THISpoem, unusually erudite for a second-former, appeared in The Almondburian in December 1942. We shall never know why D Hardy was especially inspired to compose a poem evoking the memory of John Oxenham; perhaps it was no more that he had noticed that Oxenham had recently died and felt that a suitable tribute should appear in his school magazine. The reference to sand appears in Oxenham’s seminal book The Coil of Carne describing the view from the House of Carne: ‘As far as eye can reach--sand, nothing but sand, overpowering by reason of its immensity, a very Sahara of the coast.’

John Oxenham was in fact the pen-name of the journalist, author and poet William Arthur Dunkerley; as a journalist he also used the name Julian Ross. Born in Manchester in 1852, he later moved to Ealing, where he was deacon and teacher at the Ealing Congregational Church from the 1880s. In 1922 he moved to Worthing in Sussex, where he became the town’s mayor.

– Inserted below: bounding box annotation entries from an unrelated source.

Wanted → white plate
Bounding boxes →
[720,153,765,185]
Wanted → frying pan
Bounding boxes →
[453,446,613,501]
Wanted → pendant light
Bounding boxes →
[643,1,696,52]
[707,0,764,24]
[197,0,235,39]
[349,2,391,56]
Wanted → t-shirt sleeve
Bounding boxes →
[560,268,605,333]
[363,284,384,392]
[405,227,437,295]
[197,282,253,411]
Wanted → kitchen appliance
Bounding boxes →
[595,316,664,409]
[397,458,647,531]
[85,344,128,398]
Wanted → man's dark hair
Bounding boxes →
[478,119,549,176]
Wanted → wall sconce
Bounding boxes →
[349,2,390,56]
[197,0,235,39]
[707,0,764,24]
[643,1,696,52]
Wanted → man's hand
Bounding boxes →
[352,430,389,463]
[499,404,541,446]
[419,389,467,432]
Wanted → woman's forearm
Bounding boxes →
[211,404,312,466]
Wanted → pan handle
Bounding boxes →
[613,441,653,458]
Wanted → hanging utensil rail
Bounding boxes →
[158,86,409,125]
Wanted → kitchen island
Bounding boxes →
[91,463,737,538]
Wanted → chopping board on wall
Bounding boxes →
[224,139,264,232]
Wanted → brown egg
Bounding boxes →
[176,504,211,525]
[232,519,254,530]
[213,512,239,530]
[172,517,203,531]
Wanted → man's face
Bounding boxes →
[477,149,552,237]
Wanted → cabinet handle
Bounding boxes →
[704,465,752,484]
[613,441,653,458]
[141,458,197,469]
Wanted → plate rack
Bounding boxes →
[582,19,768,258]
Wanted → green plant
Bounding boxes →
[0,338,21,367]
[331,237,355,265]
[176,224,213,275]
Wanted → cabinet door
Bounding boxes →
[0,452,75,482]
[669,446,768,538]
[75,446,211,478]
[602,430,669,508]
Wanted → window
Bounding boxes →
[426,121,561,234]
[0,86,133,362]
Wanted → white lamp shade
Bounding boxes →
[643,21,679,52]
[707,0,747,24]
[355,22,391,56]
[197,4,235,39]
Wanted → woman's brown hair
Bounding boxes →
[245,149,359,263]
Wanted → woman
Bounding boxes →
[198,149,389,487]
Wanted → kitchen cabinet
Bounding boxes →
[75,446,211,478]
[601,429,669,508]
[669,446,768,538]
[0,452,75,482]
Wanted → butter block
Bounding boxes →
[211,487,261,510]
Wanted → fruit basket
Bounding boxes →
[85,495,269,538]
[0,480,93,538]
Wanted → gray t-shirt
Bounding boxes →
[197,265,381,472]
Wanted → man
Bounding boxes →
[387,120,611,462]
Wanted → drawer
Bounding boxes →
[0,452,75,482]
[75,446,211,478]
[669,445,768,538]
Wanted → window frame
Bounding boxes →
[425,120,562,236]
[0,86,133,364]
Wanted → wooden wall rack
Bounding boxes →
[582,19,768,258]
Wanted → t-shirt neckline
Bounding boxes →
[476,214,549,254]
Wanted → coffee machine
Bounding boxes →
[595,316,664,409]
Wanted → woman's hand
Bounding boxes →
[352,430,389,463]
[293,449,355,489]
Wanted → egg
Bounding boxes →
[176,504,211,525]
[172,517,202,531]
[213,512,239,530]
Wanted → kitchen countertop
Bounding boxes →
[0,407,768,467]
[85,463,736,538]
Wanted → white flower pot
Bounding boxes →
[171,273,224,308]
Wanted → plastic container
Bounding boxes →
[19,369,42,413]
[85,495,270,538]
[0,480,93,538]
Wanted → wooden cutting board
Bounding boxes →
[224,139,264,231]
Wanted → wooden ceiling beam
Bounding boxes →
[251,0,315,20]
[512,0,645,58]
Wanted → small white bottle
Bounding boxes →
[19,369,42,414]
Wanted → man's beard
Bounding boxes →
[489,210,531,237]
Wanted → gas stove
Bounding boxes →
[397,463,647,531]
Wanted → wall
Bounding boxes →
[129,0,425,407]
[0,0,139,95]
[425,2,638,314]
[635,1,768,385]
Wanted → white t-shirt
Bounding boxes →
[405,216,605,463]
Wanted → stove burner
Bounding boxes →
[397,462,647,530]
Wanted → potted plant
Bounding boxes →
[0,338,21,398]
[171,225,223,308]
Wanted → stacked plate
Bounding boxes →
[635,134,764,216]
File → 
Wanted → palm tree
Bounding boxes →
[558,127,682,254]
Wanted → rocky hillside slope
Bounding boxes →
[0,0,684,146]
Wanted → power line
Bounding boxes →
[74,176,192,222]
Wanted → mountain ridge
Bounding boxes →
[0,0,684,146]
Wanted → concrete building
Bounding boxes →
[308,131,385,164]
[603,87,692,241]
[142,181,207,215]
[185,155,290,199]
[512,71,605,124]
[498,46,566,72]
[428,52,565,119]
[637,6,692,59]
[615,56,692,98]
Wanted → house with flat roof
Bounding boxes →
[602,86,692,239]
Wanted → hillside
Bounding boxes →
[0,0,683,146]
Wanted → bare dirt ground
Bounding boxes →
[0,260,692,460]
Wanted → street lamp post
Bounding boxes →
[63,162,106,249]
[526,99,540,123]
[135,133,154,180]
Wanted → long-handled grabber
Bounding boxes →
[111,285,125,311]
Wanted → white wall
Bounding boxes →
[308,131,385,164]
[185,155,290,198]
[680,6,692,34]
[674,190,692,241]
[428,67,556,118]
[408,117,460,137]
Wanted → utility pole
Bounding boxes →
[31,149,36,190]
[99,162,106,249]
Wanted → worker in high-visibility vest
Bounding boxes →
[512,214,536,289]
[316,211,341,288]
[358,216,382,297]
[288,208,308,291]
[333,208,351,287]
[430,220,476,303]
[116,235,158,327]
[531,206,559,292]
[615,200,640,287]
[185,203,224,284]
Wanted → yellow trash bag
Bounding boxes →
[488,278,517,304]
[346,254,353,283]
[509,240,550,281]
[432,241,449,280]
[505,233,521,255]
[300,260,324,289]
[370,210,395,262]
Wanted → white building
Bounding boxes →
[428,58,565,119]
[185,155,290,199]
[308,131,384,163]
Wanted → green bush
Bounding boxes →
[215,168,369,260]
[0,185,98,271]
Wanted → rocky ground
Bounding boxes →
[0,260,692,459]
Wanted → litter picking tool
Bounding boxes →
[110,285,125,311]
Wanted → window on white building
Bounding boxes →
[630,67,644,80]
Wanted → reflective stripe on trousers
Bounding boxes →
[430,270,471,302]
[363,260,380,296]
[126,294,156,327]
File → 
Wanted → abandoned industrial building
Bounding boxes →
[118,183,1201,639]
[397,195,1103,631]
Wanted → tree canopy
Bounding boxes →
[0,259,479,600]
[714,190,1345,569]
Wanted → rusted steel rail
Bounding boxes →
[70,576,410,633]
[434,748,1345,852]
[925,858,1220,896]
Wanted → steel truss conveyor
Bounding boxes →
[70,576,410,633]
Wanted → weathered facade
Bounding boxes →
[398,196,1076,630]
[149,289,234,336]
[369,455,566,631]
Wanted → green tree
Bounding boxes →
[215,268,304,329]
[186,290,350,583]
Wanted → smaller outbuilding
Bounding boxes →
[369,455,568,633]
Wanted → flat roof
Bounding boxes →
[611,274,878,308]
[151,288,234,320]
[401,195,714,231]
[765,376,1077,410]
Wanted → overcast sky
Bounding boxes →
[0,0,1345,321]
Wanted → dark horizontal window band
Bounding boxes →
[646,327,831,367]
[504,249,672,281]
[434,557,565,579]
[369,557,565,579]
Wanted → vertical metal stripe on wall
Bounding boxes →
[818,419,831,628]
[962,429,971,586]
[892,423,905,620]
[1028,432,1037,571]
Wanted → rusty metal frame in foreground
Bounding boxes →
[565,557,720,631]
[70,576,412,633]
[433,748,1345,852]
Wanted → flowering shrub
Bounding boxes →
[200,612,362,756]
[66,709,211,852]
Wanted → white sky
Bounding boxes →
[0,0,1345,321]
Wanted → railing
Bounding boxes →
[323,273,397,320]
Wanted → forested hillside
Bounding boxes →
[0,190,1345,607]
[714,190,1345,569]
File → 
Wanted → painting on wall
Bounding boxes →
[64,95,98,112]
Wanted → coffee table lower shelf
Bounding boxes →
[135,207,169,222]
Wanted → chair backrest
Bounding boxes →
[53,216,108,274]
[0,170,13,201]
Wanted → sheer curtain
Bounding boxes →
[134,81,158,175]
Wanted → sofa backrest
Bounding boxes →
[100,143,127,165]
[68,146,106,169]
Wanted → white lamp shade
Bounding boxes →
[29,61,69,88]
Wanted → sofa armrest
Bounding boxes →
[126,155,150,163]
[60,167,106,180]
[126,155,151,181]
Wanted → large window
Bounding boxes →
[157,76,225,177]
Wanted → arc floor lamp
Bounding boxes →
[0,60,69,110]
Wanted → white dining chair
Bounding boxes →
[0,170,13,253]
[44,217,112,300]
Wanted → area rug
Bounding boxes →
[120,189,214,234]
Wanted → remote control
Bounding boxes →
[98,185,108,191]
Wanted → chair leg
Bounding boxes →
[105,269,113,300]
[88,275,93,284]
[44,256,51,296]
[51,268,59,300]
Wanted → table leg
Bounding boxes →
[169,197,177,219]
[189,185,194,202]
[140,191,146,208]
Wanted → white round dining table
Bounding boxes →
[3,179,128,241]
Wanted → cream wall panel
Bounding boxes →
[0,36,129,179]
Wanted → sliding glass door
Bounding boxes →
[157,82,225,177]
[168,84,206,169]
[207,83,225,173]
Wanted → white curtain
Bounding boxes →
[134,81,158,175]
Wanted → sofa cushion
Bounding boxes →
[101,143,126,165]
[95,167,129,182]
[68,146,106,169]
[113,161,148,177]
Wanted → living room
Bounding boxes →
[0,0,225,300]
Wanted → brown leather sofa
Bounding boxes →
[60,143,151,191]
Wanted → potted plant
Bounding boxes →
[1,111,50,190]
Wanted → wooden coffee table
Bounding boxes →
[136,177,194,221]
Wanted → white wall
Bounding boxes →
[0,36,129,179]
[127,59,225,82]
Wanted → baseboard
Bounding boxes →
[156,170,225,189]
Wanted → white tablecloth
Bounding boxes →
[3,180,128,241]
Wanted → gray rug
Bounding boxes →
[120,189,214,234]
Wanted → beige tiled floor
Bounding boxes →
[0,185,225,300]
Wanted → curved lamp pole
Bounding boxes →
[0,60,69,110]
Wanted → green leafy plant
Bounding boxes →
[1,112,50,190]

In addition to his poetry, Oxenham wrote over 40 novels and short stories, one of the most successful in its day being A Mystery of the Underground (1897), a murder story about a serial killer on the District Line of the London Underground. It led to complaints from the railway company that is was ‘too realistic’, and had led a reduction of passengers on Tuesdays, the days on which the murderer always struck.

A S-A-N-D-Y ODE

(with apologies to John Oxenham)

Yes, it’s sand in the barracks and sand in the houses, Sand in your caps and sand in your blouses, Sand in your ears and sand in your nose, Sand in your pockets and sand in your clothes, Sand in your stockings and sand in your nails, Sand in the washtubs and sand in the pails, There’s sand in the pots and sand in the pans, Sand in the water and sand in the cans, Sand in the jam and sand in the bread, You can’t get rid of it, even in bed, There’s sand in your watches and sand in the store, Sand overhead and sand on the floor,

Wherever you go there’s always some sand.

There’s sand everywhere in this sandy old land.

There’s sand in the pound notes that sometimes you spend, But this sandy old poem is now at its end.

D Hardy (2 alpha) l We know relatively little about Moldgreen-born Derrick Hardy apart from the fact that he attended Almondbury Grammar School from 1941-49. He was clearly an able pupil, achieving four Credits and five Passes in his 1946 School Certificate. Sadly, he left School three years later, having failed his Higher School Certificate.